Dopotutto fu divertente avere la casa tutta per me e cenare insieme a Matteo, per poi dopo sbracarci sul divano a guardare un film e a fare videogiochi. Purtroppo la fine della serata arrivò troppo in fretta.
“Non puoi proprio restare un altro po’?” gli chiesi sulla porta.
“E’ quasi l’una, ho detto ai miei che non sarei tornato troppo tardi a casa, se non torno poi si preoccupano... Non sanno ancora che sei da sola”

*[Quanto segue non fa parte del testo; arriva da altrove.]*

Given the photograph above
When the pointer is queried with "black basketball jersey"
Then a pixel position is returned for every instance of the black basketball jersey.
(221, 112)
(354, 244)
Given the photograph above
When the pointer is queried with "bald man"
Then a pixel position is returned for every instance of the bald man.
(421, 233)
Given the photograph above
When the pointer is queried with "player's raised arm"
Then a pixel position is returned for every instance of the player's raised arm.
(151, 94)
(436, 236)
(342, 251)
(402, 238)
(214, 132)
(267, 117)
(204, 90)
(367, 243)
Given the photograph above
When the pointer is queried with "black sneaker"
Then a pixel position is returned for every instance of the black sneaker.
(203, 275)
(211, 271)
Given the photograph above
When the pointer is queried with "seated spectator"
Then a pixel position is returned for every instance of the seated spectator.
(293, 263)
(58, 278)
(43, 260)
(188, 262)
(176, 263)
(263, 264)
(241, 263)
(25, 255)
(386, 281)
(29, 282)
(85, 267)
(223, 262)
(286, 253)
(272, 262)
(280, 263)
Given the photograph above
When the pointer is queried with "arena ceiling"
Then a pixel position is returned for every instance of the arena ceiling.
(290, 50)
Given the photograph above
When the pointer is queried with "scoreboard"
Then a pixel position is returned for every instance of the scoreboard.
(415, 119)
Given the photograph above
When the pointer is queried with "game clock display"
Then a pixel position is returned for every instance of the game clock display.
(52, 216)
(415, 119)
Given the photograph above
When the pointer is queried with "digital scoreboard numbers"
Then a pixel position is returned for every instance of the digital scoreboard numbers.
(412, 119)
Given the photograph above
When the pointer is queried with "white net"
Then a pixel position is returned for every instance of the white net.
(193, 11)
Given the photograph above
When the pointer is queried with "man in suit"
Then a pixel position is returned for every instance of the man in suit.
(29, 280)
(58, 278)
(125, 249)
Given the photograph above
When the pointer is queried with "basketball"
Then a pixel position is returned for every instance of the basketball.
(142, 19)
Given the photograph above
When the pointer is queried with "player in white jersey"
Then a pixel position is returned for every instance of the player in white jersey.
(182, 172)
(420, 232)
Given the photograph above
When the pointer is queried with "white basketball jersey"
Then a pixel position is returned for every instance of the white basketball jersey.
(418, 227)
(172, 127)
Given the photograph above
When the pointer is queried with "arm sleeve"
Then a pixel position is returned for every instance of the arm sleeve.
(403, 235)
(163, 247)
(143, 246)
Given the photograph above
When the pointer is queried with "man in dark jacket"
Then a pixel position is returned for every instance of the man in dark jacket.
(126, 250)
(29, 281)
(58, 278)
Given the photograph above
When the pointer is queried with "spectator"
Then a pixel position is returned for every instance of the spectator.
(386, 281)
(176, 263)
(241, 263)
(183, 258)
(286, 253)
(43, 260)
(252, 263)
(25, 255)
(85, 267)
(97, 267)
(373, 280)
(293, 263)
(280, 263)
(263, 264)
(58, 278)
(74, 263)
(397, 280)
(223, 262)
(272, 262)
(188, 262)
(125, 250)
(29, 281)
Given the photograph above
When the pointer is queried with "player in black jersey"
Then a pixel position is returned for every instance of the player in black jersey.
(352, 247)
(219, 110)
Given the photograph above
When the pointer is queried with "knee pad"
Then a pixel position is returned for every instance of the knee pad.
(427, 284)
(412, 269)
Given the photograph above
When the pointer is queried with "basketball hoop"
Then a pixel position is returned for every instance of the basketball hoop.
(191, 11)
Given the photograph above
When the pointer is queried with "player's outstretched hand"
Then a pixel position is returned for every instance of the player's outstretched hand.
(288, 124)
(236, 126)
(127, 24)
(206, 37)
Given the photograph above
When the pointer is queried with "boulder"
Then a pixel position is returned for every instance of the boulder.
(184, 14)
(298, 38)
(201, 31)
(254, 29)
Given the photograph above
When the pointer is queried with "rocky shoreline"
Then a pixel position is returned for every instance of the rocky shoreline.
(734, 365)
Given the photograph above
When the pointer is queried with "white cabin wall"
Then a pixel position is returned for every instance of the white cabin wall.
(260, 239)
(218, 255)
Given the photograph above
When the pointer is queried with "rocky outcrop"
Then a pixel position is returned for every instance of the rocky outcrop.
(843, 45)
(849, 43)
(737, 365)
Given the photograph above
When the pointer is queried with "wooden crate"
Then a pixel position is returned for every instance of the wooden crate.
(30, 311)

“Domani sera puoi restare di più? Magari anche a dormire”. Volevo aggiungere uno scherzoso ‘Ti metto a dormire nella cuccia di Tristano’ ma mi sentivo troppo dispiaciuta per la sua partenza così vicina e per la morte di mio nonno per mettermi a prenderlo in giro.
“Domani vediamo... Provo a chiedere, ma lo sai, sono gli ultimi giorni che passo a casa...”
“Eccome se lo so” risposi guardando per terra. Mi dette un abbraccio veloce e scappò verso casa.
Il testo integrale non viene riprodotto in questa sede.